Unconditional Love vs. Understanding

Every day I see so many people trying to get their family and friends to understand their illnesses, feelings, etc.  in order to be loved.  Someone else actually planted this train of thought in my head so I can't take full credit.  But I decided I'd run with it here.   

If true love is unconditional - then understanding has nothing to do with it.  Trying to get someone to understand something about you in order for them to love you is futile.

I suppose that is too black and white.  If someone truly loves you but doesn't understand something about you - like your illness - does that mean they no longer love you?  Or does it mean that it doesn't matter what they understand about your illness - they are going to continue to love you irregardless?

I know that I love my children unconditionally.  I doesn't mean I always understand everything about them.  So a lot of people are frantically trying to seek understanding when in fact it has no bearing on love.  If someone is holding their interpretation of something over you as to whether or not they will love you then you might as well let them go because they don't already love you unconditionally.
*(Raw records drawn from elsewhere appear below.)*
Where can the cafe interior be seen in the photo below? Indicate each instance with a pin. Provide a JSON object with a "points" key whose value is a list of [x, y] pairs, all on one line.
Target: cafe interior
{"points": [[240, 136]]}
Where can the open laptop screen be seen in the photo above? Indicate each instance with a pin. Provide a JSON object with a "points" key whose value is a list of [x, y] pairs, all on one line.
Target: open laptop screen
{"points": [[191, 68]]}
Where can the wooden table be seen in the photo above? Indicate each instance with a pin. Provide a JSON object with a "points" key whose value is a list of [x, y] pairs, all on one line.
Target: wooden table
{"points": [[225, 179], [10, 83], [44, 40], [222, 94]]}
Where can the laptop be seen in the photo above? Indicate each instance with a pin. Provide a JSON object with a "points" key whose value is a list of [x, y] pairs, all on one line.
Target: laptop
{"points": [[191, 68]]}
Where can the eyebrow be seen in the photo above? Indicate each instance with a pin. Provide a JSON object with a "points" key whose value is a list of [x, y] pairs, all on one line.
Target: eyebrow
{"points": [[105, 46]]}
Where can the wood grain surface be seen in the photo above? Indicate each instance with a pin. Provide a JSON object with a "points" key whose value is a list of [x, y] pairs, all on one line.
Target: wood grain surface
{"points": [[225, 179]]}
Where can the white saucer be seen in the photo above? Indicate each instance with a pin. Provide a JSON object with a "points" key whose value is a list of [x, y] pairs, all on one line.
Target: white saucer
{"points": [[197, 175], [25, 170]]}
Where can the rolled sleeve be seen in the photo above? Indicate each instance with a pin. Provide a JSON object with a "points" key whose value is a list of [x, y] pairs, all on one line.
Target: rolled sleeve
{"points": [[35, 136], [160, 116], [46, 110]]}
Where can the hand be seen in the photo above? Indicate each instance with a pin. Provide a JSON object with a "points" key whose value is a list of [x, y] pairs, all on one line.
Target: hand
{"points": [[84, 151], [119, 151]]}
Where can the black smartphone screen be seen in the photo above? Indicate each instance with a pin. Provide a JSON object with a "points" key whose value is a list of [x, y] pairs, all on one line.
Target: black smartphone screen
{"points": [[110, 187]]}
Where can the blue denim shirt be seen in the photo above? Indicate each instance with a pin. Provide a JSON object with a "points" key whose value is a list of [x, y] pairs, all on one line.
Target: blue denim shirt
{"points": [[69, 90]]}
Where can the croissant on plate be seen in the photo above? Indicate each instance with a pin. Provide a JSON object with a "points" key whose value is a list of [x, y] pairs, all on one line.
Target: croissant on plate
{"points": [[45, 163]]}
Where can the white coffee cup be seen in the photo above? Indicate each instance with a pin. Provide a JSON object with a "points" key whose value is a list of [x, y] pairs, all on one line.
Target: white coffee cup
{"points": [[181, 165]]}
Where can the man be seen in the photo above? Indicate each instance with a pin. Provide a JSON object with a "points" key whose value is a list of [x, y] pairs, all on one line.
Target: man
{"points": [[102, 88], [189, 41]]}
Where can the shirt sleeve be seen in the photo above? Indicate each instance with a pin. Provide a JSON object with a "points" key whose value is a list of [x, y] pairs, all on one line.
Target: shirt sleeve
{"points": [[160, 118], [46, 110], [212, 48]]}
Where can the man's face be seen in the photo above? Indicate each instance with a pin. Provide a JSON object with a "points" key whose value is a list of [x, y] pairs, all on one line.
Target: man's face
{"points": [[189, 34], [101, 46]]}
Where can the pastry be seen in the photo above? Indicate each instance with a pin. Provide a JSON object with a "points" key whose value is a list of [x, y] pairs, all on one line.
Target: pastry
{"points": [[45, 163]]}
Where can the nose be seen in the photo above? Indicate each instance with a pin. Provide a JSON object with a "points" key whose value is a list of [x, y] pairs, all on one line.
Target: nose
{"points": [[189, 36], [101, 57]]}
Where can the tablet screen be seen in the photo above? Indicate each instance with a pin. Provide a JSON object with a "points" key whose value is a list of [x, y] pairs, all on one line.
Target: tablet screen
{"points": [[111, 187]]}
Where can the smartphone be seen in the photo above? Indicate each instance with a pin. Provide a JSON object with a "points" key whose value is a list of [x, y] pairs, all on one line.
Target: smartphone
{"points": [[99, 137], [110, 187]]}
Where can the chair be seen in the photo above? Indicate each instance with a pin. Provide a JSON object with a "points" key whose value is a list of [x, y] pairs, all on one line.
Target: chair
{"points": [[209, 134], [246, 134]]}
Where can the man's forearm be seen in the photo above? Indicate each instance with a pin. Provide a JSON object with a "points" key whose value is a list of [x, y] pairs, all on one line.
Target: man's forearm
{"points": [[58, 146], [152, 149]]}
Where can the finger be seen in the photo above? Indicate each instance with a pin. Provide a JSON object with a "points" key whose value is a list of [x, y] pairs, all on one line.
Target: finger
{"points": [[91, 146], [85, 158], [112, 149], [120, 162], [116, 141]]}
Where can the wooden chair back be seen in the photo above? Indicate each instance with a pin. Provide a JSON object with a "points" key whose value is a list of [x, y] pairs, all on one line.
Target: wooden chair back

Conditional love is a trap.  It isn't love.  Love is unconditional and the other is blackmail.  I've been caught in that trap myself quite a few times.  Coming face to face with the brutal honesty is that anyone that held that trap over my head never loved me to start with - and aren't going to no matter how many performances I succeed in for them.  They will always find another one. 

I generally tend to believe that most things in life are shades of gray.  But love is black and white.  It either is or it isn't.  It can't be negotiated, bargained, or kept in line.  The hardest thing is to walk away from a situation where you so desperately want someone's love but they don't give it.  It is however, the best thing to do.